Streitpunkt ist vor allem die Frage, ob Daten, die von Dritten in die Unterschriftslisten eingetragen wurden, aber mit eigenhändiger Unterschrift und Daumenabdruck von den Unterschriftswilligen bestätigt wurden, anerkannt werden können. Die beiden Direktoren Sobella Mejías und Ezequiel Zambrano sind für die Anerkennung, die Mehrheit des Direktoriums dagegen. Die Bestimmung, dass die Unterschrift ein personalisierter Vorgang ist, interpretiert man so, dass alle Angaben auch persönlich in die Unterschriftenliste eingetragen werden müssen.
Die Oberste Wahlbehörde plant, vom 11. bis 15. März den Personen, deren Daten angezweifelt werden, die Gelegenheit zur persönlichen Bestätigung vor der Wahlbehörde zu geben. Dazu werden zunächst alle angezweifelten Angaben publiziert. In 600 Bestätigungszentren sollen dann an 5 Tagen 1,5 Millionen Menschen ihre Daten identifizieren und bestätigen. Theoretisch sind dies „nur“ 500 Personen pro Tag und Zentrum. Tatsächlich aber wir die Aufteilung anders sein und die Opposition befürchtet, dass allein aus administrativen Gründen die Bestätigung zur „Farce“ wird.

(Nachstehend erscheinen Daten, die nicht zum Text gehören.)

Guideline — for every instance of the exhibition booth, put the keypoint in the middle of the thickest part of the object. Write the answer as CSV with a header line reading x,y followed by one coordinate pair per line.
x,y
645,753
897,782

Deshalb lehnt sie diesen Weg ab und fordert die Anerkennung aller Daten, die eindeutig durch Unterschrift und Daumenabdruck bestätigt sind. Nach ihren Angaben sind das etwa 3,1 Millionen der 3,4 eingesammelten Unterschriften.

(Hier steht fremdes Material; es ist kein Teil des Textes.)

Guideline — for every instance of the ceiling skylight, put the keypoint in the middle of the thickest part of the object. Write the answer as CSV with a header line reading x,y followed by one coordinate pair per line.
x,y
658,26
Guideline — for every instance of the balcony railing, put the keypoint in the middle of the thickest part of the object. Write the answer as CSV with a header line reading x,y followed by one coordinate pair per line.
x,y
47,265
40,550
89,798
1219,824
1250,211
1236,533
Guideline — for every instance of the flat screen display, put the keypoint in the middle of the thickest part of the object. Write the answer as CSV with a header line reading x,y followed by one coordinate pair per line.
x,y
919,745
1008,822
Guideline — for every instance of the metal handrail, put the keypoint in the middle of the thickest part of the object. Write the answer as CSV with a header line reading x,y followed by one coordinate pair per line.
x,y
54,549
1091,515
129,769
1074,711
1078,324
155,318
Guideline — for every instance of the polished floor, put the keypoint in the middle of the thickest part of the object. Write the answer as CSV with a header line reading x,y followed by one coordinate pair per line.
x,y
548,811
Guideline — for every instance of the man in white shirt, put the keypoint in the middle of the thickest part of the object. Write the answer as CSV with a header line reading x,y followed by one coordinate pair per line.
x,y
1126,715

Bei aller Anerkennung der souveränen Entscheidungsvollmacht der Obersten Wahlbehörde und der Notwendigkeit der Überprüfung zweifelhafter Angaben, haben OAS und Carter-Zentrum eine Prüfung des „Guten Willens“ gefordert. Sie haben vorgeschlagen, ein international anerkanntes Verfahren der repräsentativen Stichproben vorzunehmen.

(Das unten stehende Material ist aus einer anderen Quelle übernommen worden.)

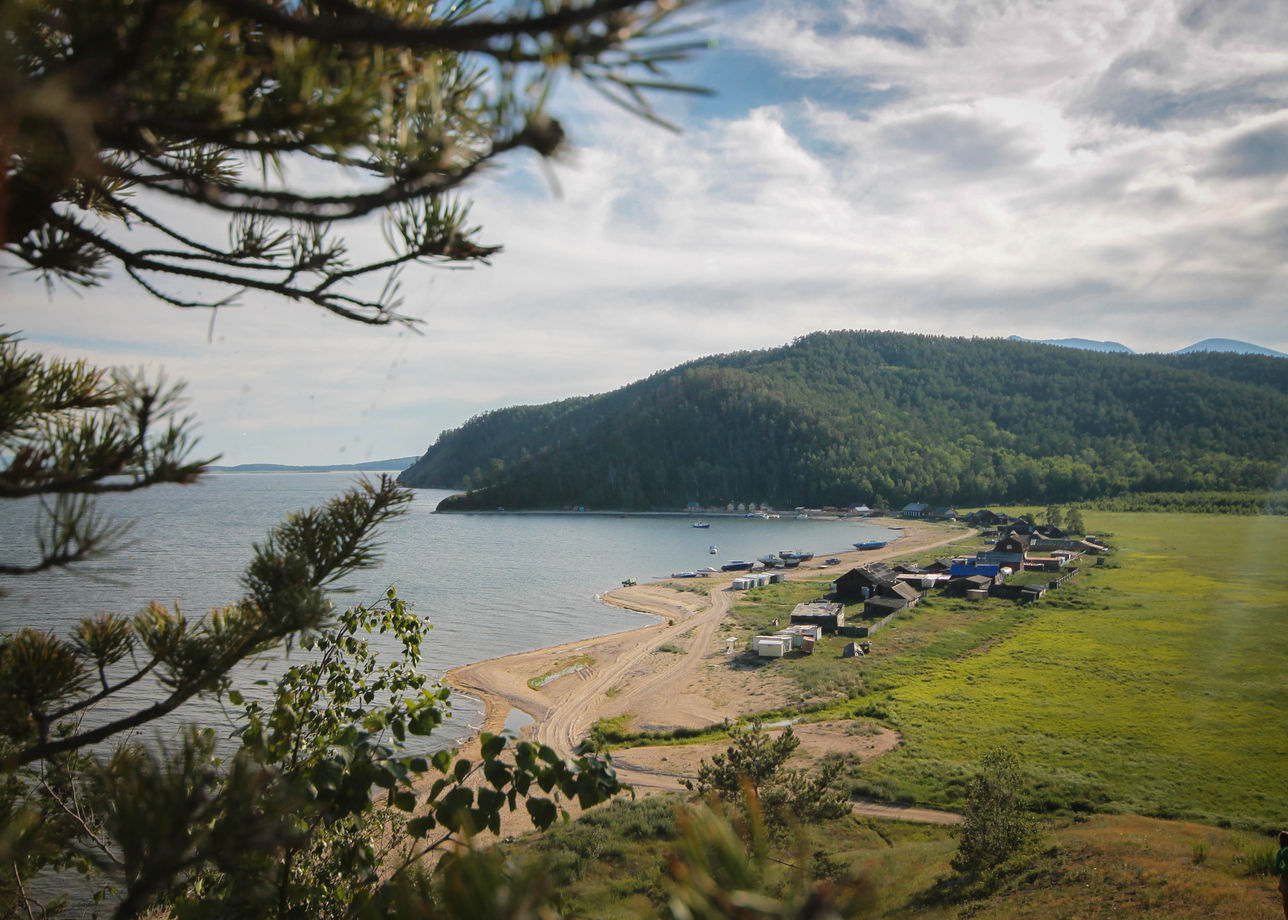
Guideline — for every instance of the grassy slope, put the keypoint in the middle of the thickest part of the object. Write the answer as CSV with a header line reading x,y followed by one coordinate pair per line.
x,y
613,863
1154,686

Die Mehrheit der Obersten Wahlbehörde hat den Vorschlag zurückgewiesen. In keinem Land der Welt könnten Wahlbeobachter Vorschläge machen und erst recht diese nicht veröffentlichen, monierte das Direktoriumsmitglied Oscar Bataglini. Abgesehen davon, dass die Aussage „in keinem Land der Welt“ nicht richtig ist, fragt man sich, wie dann OAS und Carter-Zentrum ihre Funktion der Beobachtung und Vermittlung erfüllen können. Offensichtlich will man in seinen Planungen nicht „gestört“ werden.
Für die Opposition steht fest, dass die „Planung“ die Feststellung der Ungültigkeit von soviel Unterschriften sein wird, dass „als devotes Geschenk an den Präsidenten“ das Abberufungsreferendum gegen Präsident Chávez nicht stattfinden kann. Ein von Anfang an „abgekartetes Spiel“ vermutet die Opposition, weil Präsident Chávez schon vor Ende der Unterschriftenaktion vom „Superbetrug“ der Opposition sprach, Infrastrukturminister Diosdado Cabello vor Ende der Überprüfung bereits das Streichen von notfalls 2 Millionen Unterschriften ankündigte und Vizepräsident Rangel im Parlament den 3. Versuch der Opposition zum Staatsstreich unter Ausnutzung aller Möglichkeiten einschließlich der Manipulation des Referendums feststellte.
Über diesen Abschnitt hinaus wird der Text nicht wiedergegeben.